# Official January 14' MOTM Vote Thread



## brian v (Dec 25, 2011)

Another VOTE Thread !


----------



## iKermit (Dec 13, 2010)

Voted


----------



## obermd (Mar 3, 2012)

brian v said:


> Another VOTE Thread !


Kind of like American politics, but without the incessant campaigning.


----------



## Sunline Fan (Jul 29, 2012)

obermd said:


> but without the incessant campaigning.


You sure about that?

[COTY #1...we just didn't see it]


----------



## trevor_geiger (Nov 29, 2012)

Voted!!


----------



## obermd (Mar 3, 2012)

Voted.


----------



## brian v (Dec 25, 2011)

Incessant Campaigning ​or Mick VoTe


----------



## obermd (Mar 3, 2012)

Vote - we've got a tie right now.


----------



## Mick (Dec 31, 2011)

Voted


----------



## obermd (Mar 3, 2012)

Bump.


----------



## TD_Cruze (Jan 15, 2014)

voted.


----------



## Blue Angel (Feb 18, 2011)

Voted, good luck!


----------



## brian v (Dec 25, 2011)

Mick needs 8 Votes .. Vote , Vote Vote, ​For Mick !


----------



## j_corr (Jan 7, 2014)

Hard to vote when I don't know what these car's look like...


----------



## iKermit (Dec 13, 2010)

j_corr said:


> Hard to vote when I don't know what these car's look like...

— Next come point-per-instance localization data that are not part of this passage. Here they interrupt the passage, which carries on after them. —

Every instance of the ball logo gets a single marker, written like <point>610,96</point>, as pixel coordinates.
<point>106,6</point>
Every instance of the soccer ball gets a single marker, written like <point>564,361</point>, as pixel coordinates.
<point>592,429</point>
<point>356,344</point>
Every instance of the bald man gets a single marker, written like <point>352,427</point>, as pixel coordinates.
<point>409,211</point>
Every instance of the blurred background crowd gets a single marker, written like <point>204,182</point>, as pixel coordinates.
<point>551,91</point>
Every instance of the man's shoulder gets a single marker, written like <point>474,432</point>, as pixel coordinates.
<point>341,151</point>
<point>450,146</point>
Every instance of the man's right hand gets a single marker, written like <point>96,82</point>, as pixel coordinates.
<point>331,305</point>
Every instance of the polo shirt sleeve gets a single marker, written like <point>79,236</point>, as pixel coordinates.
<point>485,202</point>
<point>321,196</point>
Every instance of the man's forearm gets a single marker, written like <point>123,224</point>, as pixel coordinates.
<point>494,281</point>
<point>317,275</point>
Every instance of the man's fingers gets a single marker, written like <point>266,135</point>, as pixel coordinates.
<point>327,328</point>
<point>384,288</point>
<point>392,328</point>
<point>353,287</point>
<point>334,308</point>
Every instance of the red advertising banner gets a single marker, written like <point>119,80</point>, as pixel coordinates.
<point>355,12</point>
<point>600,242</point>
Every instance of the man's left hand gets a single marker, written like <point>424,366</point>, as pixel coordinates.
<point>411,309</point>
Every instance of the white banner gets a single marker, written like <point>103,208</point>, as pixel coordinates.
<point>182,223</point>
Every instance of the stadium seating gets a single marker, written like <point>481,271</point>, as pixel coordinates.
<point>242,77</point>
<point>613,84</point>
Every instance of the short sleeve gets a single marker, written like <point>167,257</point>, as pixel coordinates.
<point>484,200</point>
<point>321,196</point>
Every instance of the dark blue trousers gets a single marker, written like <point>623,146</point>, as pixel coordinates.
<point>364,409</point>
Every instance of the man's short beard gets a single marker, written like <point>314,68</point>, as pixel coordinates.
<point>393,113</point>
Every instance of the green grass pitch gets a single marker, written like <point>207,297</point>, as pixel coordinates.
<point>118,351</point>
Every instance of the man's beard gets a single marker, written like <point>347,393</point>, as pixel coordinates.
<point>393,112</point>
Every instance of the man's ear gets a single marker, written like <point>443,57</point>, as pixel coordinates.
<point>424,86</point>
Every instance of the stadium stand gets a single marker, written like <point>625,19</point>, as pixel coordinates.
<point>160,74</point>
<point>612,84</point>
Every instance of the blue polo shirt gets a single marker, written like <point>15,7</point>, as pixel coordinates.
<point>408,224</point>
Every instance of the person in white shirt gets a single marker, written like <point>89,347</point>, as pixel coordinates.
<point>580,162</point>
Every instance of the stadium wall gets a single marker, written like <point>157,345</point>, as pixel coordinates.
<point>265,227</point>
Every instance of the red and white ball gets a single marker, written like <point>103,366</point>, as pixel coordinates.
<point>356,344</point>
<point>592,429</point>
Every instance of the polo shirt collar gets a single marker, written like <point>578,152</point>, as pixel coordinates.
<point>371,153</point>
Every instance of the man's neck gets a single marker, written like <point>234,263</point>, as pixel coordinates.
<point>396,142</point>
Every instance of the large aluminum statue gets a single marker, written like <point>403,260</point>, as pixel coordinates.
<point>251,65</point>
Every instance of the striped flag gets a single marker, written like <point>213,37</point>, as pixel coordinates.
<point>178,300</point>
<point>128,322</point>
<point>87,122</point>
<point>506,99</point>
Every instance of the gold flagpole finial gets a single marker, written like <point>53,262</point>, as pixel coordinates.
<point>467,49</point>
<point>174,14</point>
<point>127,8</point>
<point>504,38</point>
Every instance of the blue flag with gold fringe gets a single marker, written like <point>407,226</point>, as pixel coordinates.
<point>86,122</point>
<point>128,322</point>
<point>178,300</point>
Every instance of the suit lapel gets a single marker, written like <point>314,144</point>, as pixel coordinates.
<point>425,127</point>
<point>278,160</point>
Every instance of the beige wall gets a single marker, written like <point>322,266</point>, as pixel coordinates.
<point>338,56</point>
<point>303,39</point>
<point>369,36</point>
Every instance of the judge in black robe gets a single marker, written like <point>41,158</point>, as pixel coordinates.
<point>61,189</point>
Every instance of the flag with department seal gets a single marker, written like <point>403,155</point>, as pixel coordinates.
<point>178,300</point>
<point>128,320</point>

This is a vote for who contributed best in the Cruzetalk community.  not the car

 -I'm mobile-


----------



## Blue Angel (Feb 18, 2011)

I voted yesterday but didn't report at the time I voted in case the contestants were keeping track... sneaky.


----------



## trevor_geiger (Nov 29, 2012)

Congrats JBlackBurn on the win!


----------



## obermd (Mar 3, 2012)

Congrats jb.


----------